Zeynep’in telefonlarda gizliden fısır fısır konuşmasını duydum. Duyarım. Benden kaçmaz. Ağrısı sızısı çok olan insan tetikte olur her daim. Başka bir canlıyı sevdiğini, o canlının kokusunun Zeynep’e sindiğini fark eder etmez kabuğuma çekildim. Doktor gördü hüznümü, yalnızlığımı. Talebeleri gördü. Baylar, dedi, değerli talebelerim, insan hüzünlü bir hayvandır. Beyaz önlüklerini silktiler sakallı bıyıklı öğrenciler. Hak verdiler doktora, durumumu bilimsel bir ciddiyetle takip edip notlar aldılar. Kapıyı çaldı apartman görevlisi, açamadım, faturalar birikti anlaşılan, elektrik, su kesintisi derken geride bir şey kalmadı. Zeynep yok oldu nedense. Kapıma şeffaf bir poşet içinde gelen ekmek bırakılmaz oldu, kolum ağrıdı, yorgunluğum arttı. Yorganın içine gömüldüm. Yavaş yavaş çürümeye başladım herhalde. Kokular ağırlaştı. Kapıyı kıracak oldu bazı sesler. Kalkamadım yerimden. Zeynep belirdi bu çürüyüş günlerinin birinde. Bak, ne getirdim Tayfun, bak ne var burada. İyi ki doğdun sevgilim. Mutlu yıllar sana. Gözlerimi zorlukla açtım. Yorganı aldı üzerimden. Gülümsedi. Bak “abra kadavra”. Birkaç aptal sihirbazlık gösterisi yaptı. Bir anda bir yaş pasta çıkardı şapkadan. Doktorun şapkasıydı bu. Pasta çıkınca talebeler atıldılar üzerime. Doktor sözü devraldı: Abra kadabra sözü aslında Aramice. “Söylediğim gibi yaratacağım” manasına geliyor evlatlarım. Ben de size birazdan son ve en büyük buluşumu göstereceğim. Kahkaha atıyor doktor. Abra kadavra değil o diyorum Zeynep’e. Aslında çok basit hayatım, diyor, önemli olan karşıdakinin dikkatini dağıtmak. Abra kadavra, diyor yine. Elinde ucuz kumaş bir valizle apartman görevlisi giriyor odaya. Nefes alamıyorum. Hanımefendi, diyor Mesut Efendi, istedikleriniz burada ama bence kefenin beyaz renkte pamuk bezinden olması daha faziletlidir. Teşekkürler. Gidiyor Mesut Efendi. İyi adamdı, diyor gözlerinden düşen sentetik yaşlarla, kurbağa biblosu kirleniyor. Kaçmamalısın, diyor Zeynep. Kaçamazsın. Acı çekersin yoksa. Yorganı üstüme fırlatıyor, gözümün feri sönmüş, bulanık her şey. Açıyor yorganı bir kez daha. Bacakların, diyor, yok. Yok ettim onları. Ben harika bir sihirbazım. Güvercinim omzumda hırıltılı bir uykuda. İstediklerim burada yok, ah Mesut Efendi ah, sana ben gösteririm gününü. Seni bir güvercine çevireceğim. Aşağı atıyor aşağılık valizi, atıyor kahkahasını ve kendisini aşağıya.

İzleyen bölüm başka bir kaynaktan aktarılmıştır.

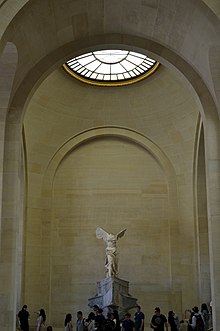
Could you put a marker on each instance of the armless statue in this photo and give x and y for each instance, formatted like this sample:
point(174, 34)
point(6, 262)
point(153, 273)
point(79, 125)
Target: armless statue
point(111, 262)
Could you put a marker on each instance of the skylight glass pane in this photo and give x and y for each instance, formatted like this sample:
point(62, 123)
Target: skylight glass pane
point(111, 65)
point(128, 65)
point(114, 77)
point(93, 65)
point(86, 60)
point(103, 69)
point(100, 77)
point(134, 59)
point(138, 55)
point(126, 75)
point(111, 56)
point(117, 68)
point(93, 76)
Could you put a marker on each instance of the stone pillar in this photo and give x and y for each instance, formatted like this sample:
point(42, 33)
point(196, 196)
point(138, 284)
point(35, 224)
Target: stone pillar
point(9, 194)
point(212, 148)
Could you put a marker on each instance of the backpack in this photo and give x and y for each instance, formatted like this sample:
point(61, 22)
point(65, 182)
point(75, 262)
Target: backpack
point(199, 323)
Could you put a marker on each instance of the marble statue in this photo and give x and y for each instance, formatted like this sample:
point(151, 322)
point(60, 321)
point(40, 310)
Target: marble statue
point(111, 262)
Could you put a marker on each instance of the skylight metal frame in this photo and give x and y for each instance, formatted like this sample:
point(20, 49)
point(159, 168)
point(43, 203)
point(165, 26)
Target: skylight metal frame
point(111, 67)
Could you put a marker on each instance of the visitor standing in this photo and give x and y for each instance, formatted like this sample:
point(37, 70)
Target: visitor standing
point(158, 321)
point(23, 317)
point(139, 319)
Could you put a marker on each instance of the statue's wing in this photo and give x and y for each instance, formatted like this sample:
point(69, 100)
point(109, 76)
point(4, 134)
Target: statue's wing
point(120, 234)
point(101, 234)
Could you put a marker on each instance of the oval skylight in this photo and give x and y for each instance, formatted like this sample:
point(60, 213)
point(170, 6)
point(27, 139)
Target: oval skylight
point(111, 67)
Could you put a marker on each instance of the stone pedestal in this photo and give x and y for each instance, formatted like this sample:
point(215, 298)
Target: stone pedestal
point(113, 293)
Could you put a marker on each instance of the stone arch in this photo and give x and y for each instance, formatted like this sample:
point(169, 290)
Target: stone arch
point(163, 47)
point(138, 139)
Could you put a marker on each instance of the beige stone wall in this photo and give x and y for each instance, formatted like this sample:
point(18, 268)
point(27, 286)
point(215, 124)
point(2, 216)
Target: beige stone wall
point(185, 38)
point(113, 181)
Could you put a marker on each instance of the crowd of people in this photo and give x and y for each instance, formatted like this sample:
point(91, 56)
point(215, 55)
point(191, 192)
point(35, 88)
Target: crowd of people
point(97, 321)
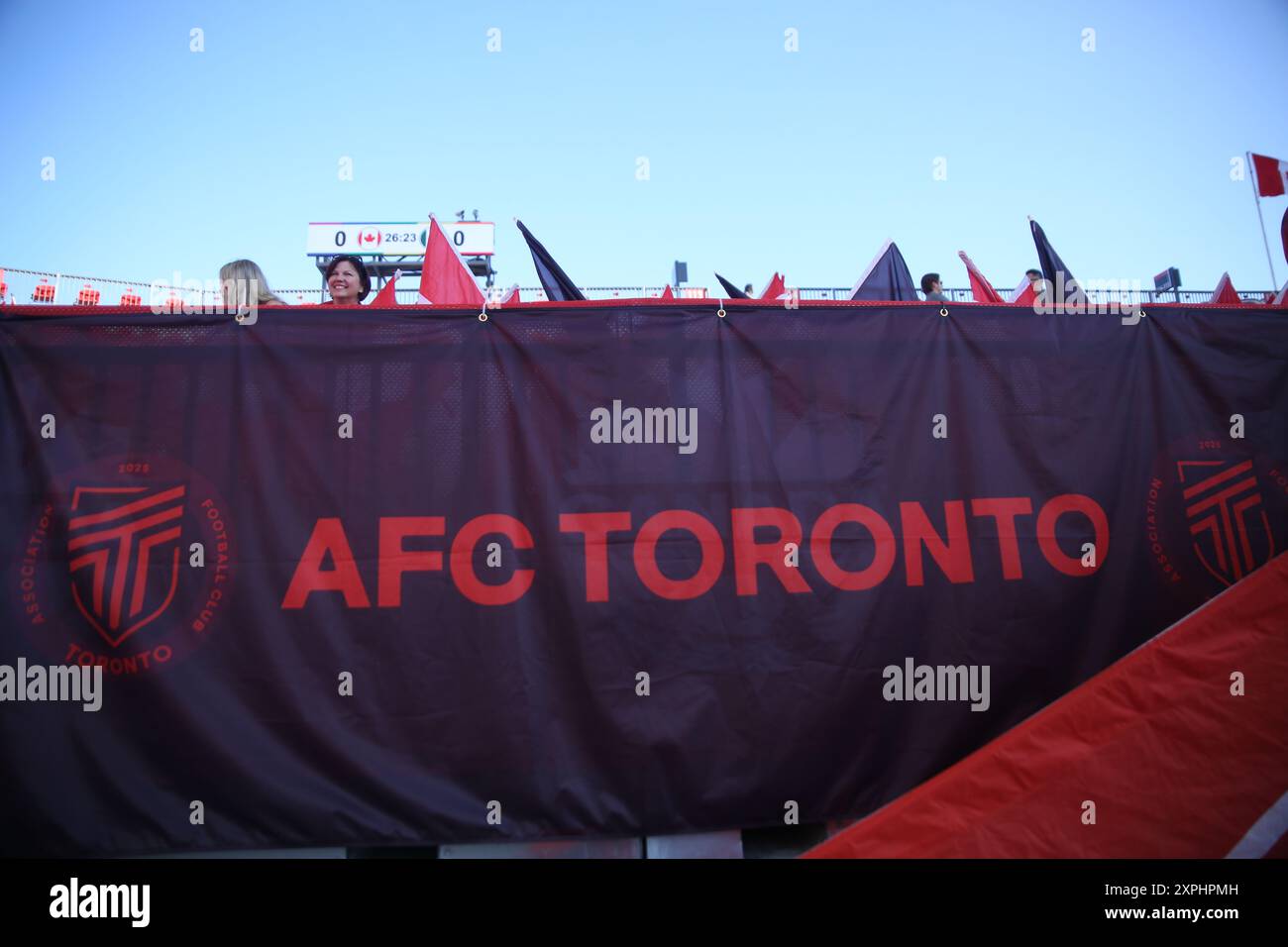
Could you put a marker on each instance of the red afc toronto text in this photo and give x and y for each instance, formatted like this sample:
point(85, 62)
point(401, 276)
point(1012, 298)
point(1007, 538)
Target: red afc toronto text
point(327, 562)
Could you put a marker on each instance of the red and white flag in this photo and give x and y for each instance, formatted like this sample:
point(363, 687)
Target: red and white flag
point(982, 290)
point(1225, 292)
point(1271, 175)
point(386, 292)
point(776, 289)
point(445, 278)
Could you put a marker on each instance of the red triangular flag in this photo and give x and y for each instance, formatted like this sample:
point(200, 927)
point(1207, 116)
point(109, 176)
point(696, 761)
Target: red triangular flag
point(445, 279)
point(982, 290)
point(386, 295)
point(774, 289)
point(1131, 738)
point(1224, 291)
point(1271, 175)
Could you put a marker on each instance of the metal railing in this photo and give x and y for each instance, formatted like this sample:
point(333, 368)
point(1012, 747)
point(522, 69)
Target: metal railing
point(21, 286)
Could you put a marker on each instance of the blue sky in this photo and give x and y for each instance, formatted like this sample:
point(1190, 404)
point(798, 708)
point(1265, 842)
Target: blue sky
point(759, 158)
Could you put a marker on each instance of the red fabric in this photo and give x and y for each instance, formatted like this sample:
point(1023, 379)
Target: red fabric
point(1176, 766)
point(1225, 291)
point(1271, 175)
point(445, 278)
point(386, 295)
point(980, 289)
point(774, 289)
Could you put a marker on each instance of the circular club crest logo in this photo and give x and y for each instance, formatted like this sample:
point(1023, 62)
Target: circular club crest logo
point(1215, 512)
point(128, 566)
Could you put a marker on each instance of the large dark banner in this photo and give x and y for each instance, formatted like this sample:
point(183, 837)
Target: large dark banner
point(410, 577)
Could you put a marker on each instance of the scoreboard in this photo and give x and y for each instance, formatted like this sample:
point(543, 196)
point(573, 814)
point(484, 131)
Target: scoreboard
point(400, 239)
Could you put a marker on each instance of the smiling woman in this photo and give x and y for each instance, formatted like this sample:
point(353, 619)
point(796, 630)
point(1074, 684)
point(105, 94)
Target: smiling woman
point(347, 281)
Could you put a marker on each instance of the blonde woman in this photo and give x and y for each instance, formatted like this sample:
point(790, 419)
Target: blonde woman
point(244, 285)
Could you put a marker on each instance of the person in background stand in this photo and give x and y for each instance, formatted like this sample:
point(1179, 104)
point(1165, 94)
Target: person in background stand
point(347, 279)
point(236, 279)
point(932, 287)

Polisler sen yaptın, diyor. Bacakları yok, saçmalama, konuşamıyor, ceset bu. Ceset ve kadavra farkını doktordan öğrenmiştim, mağrurum biraz. Kadını aşağı neden attın, neden. Tokatlıyorlar beni. Sol kolum koptu kopacak. Doktor ve talebeleri kızgın. Buluşum beyler, diyor, düşmanlarımızın eline geçti. Canımız tehlikede. Onu düşmana satan bu alçak kadavra. Sana ben gösteririm gününü. Seni bir güvercine çevireceğim.

Havalanıyorum zamanın içinde, gözlerim karanlık karanlık olmasına ama gece beyaz. Gece, şehrin yapay ışıkları sönmüş olmasına rağmen beyaz. Aydınlık demek istemiyorum, bu bir renk de değil. Öyle, alelade beyaz. Kara gözlerimle konuyorum omzuma, yüreğim atıyor, tüylerim süzülüyor.